Page 1 of 1

writing to XML file

Posted: Thu Jan 25, 2007 12:50 am
by vij
Hi all,

I have a job which is like this:
source dataset ---> transformer stage ---> target XML file
The dataset has about 100,000 records and writing in to XML file is very slow. If i replace the XML file / sequential file, it would be faster. I would want to know is there any thing I miss when I am writing to XML or DataStage is slow writing to XML file?

Thanks in advance!

Posted: Thu Jan 25, 2007 1:41 am
by lstsaur
You need an XML Output Stage to write out the XML to your target file.

Posted: Thu Jan 25, 2007 1:51 am
by vij
I am also using the same.

Posted: Thu Jan 25, 2007 2:27 am
by ray.wurlod
Quantify "very slow" and "faster" without using rows/sec which, as I have established elsewhere, is an essentially meaningless metric. What volume of characters is written into a text file versus what volume of characters is written into the XML file? How much extra processing is needed to create the XML tags?

Posted: Thu Jan 25, 2007 3:06 am
by vij
For 146900 records, it takes 9 minutes and theres no logic involded in the transformerstage, it just converts the decimal column values to string. Transformer stage was here because, in the generated XML file the decimal column values are not appearing, if the datatype is decimal.

Posted: Thu Jan 25, 2007 3:08 am
by ray.wurlod
... and in the case of sequential file output, preserving the same transformations so that the test is fair?

Posted: Thu Jan 25, 2007 3:33 am
by vij
yes, it took just a minute! so, i have about 8 minutes difference, for the same number of records.

Posted: Thu Jan 25, 2007 7:40 am
by chulett
Apples and Oranges. The XML parsing is Java under the covers (Xerces based, IIRC) and not all that speedy.

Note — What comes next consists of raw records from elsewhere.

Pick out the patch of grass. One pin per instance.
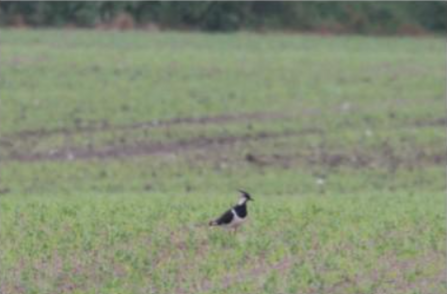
(117, 149)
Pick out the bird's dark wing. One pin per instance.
(225, 218)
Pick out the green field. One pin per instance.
(116, 149)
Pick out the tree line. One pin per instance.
(341, 17)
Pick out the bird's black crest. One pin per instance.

Be happy with your 9 minutes, there is plenty of 'logic' involved.

Posted: Thu Jan 25, 2007 1:51 pm
by pavankvk
xmlout stage is sequential by default. try enabling parallel mode. but it may screwup up ur xml generation logic based on some keys. give a try.

Posted: Thu Jan 25, 2007 7:02 pm
by eostic
Craig is right. Be happy. XML is going to be inherently slower than anything else, especially pure sequential stage functionality.